L’Affaire Nevenka : Premier procès #MeToo en Espagne - Icíar Bollaín explore les dynamiques de la prédation sexuelle
Dans son dernier film, L’Affaire Nevenka, sorti cette semaine en France, la réalisatrice espagnole Icíar Bollaín expose les mécanismes de domination et d’abus de pouvoir.
Ce long-métrage, inspiré de faits réels, retrace le calvaire de Nevenka Fernández, une jeune femme brisée par un politicien influent, et l’impact que cette affaire a eu sur la société et la justice espagnoles, révélant les rouages de rejet et de solidarité en jeu.
Dès les premières scènes, on suit une jeune femme, affolée et désorientée, qui fuit une fête publique en l’honneur des Templiers, où elle devait apparaître en costume médiéval aux côtés du maire.
Cette femme, c’est Nevenka Fernández, dont l’histoire a marqué l’Espagne au début des années 2000. Son agresseur, Ismael Álvarez, alors maire de Ponferrada affilié au Parti populaire, fut brièvement son amant avant de devenir son bourreau après avoir été éconduit.
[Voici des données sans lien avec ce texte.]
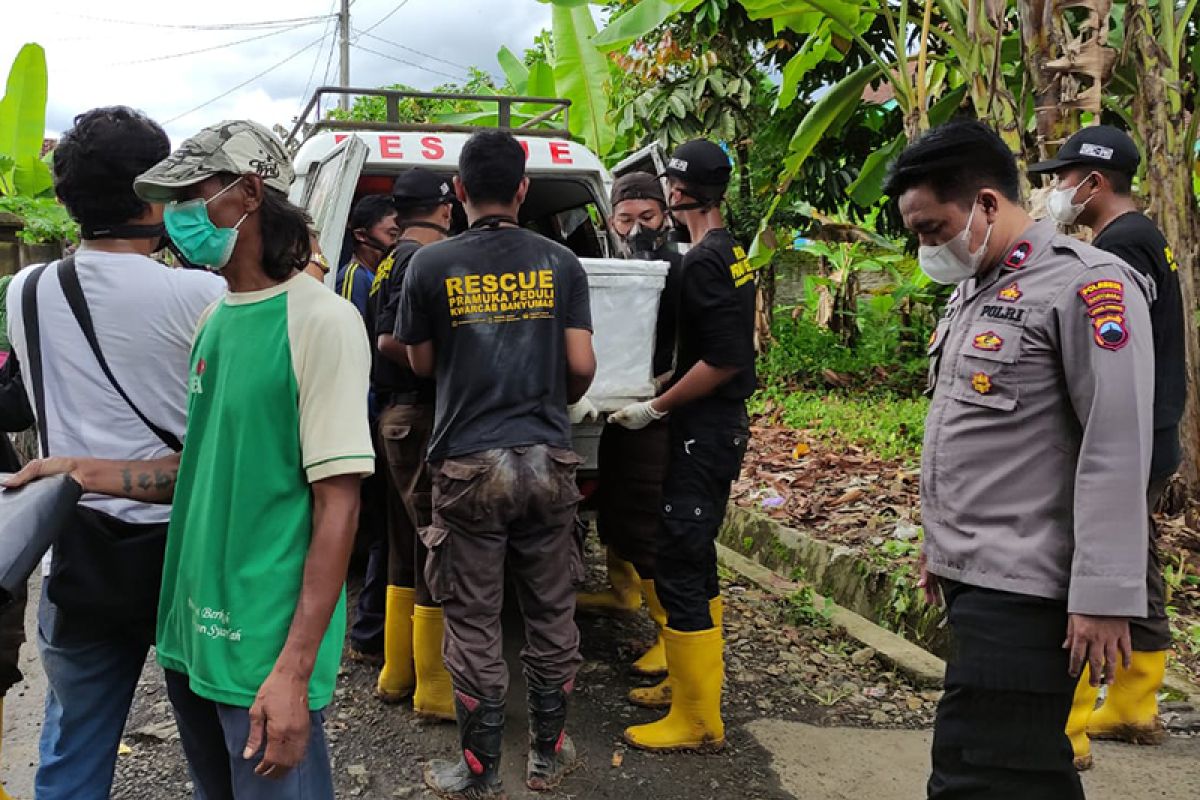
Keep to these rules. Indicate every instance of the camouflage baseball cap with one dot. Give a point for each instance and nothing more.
(237, 146)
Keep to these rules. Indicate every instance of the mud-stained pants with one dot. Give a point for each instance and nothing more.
(511, 506)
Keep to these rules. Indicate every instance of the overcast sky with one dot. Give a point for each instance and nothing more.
(94, 50)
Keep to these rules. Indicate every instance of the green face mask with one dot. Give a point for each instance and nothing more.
(193, 233)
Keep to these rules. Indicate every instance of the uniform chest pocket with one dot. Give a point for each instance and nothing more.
(987, 366)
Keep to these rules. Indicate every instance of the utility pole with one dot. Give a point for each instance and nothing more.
(343, 26)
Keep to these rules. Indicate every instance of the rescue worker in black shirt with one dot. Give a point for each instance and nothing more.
(633, 463)
(708, 433)
(413, 630)
(1093, 174)
(501, 317)
(372, 233)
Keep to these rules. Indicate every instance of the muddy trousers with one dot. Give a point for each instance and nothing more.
(633, 467)
(366, 632)
(516, 507)
(1153, 632)
(405, 433)
(1000, 729)
(707, 443)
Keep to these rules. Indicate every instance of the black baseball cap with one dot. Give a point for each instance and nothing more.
(1099, 145)
(419, 186)
(701, 163)
(637, 186)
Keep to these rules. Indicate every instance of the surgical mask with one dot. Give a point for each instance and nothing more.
(642, 240)
(953, 262)
(192, 230)
(1061, 204)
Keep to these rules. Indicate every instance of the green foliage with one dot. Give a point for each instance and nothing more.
(883, 422)
(46, 220)
(581, 74)
(804, 609)
(23, 126)
(369, 108)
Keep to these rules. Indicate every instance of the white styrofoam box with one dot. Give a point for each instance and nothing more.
(625, 296)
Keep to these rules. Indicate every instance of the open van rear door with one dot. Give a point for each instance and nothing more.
(329, 193)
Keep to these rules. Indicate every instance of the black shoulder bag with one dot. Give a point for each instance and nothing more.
(103, 569)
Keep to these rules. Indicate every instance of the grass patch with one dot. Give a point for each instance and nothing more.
(888, 425)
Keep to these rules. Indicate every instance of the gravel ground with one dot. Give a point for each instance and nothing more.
(774, 669)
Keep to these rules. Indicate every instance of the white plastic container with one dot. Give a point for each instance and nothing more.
(625, 296)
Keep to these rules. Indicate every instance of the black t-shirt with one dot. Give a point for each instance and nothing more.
(666, 328)
(387, 376)
(717, 308)
(1139, 242)
(496, 304)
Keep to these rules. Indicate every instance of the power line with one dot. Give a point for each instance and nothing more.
(215, 47)
(312, 73)
(385, 17)
(245, 83)
(251, 25)
(414, 50)
(411, 64)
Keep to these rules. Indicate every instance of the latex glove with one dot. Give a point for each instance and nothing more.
(583, 411)
(637, 415)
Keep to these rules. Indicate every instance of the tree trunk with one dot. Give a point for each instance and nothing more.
(1162, 124)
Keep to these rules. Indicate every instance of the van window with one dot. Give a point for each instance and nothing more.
(562, 209)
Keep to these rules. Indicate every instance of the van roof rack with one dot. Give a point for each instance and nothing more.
(556, 115)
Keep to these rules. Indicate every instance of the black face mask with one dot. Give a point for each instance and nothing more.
(429, 226)
(642, 241)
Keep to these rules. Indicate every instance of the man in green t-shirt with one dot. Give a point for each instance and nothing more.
(265, 493)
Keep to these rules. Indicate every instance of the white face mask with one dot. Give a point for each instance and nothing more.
(953, 262)
(1061, 204)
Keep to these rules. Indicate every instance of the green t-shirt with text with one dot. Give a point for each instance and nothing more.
(277, 391)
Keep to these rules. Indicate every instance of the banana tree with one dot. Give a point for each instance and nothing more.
(1157, 38)
(23, 126)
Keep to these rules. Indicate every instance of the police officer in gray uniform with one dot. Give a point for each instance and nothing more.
(1036, 457)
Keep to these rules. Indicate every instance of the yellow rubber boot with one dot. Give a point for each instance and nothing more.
(697, 668)
(1081, 709)
(4, 793)
(397, 678)
(433, 697)
(654, 661)
(624, 595)
(1131, 709)
(659, 696)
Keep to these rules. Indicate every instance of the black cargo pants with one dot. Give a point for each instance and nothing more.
(1001, 725)
(629, 506)
(708, 440)
(513, 506)
(405, 432)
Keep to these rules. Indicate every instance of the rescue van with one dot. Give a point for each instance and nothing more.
(340, 161)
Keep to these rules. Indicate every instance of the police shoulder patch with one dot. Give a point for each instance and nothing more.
(1012, 293)
(981, 382)
(988, 341)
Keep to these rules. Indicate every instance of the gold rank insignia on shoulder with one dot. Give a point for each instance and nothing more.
(1012, 293)
(988, 341)
(1019, 254)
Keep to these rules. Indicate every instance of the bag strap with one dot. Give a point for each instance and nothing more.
(34, 343)
(73, 292)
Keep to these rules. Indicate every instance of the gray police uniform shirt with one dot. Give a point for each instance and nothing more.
(1038, 438)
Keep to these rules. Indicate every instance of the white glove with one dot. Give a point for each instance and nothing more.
(583, 411)
(637, 415)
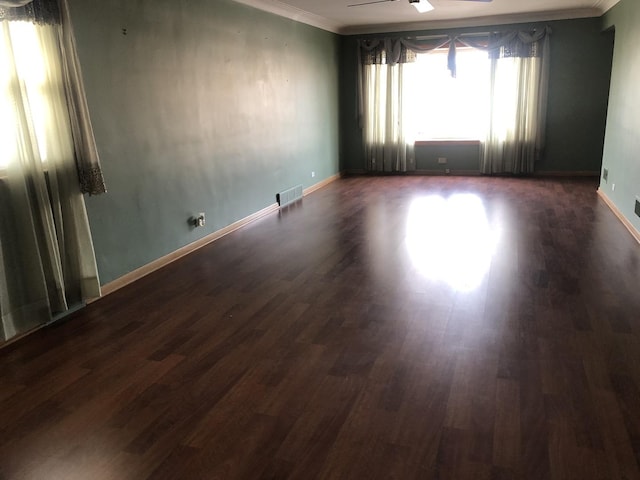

Le film alterne entre les entretiens de Nevenka avec son avocat et les scènes de harcèlement qu’elle subit au sein de la mairie.
Une critique du clientélisme politique
Nevenka, choisie à 24 ans pour son apparence et sa jeunesse, doit affronter la condescendance des hommes politiques expérimentés qui la perçoivent comme une “décoration”. Au fil du récit, on voit comment cette femme brillante et confiante est piégée dans une toile de manipulations et de trahisons.
Le film met aussi en lumière le clientélisme politique : Ismael Álvarez n’hésite pas à détruire la réputation de la famille de Nevenka, tout en s’assurant des alliances grâce à des faveurs et emplois. Bollaín explique qu’elle n’a pas pu tourner à Ponferrada en raison de l’influence encore forte de l’ancien maire, un symbole du poids politique encore exercé par le Parti populaire dans la région.
L’œuvre repose largement sur la performance des acteurs principaux. Mireia Oriol incarne Nevenka dans son premier rôle au cinéma, tandis qu’Urko Olazabal prête ses traits à Ismael, alternant entre le charisme d’un élu populaire et les comportements abusifs envers la jeune femme.
Un cas emblématique de #MeToo politique en Espagne
Premier cas de harcèlement politique mis en lumière dans l’ère #MeToo en Espagne, L’Affaire Nevenka a déjà fait l’objet d’une série sur Netflix et a été présenté au Festival de San Sebastián, où il a remporté le prix du cinéma basque. Nevenka Fernández, revenue d’exil pour l’occasion, a été ovationnée lors de la projection, bien qu’elle ait autrefois été la cible de diffamations et de harcèlement médiatique et professionnel, qui ont contribué à son départ d’Espagne.
Le film s’inspire du livre de Juan José Millás, premier auteur à documenter l’affaire, ainsi que des témoignages et dossiers judiciaires. Intitulé en version originale Soy Nevenka (« Je suis Nevenka »), le film met en scène la reconquête de son histoire par la jeune femme, un processus de résilience et de survie selon la réalisatrice Bollaín.
L’accueil du public espagnol a été significatif, en particulier à Ponferrada, où les salles affichaient complet à chaque projection. En France, on espère que le film rencontrera le même succès.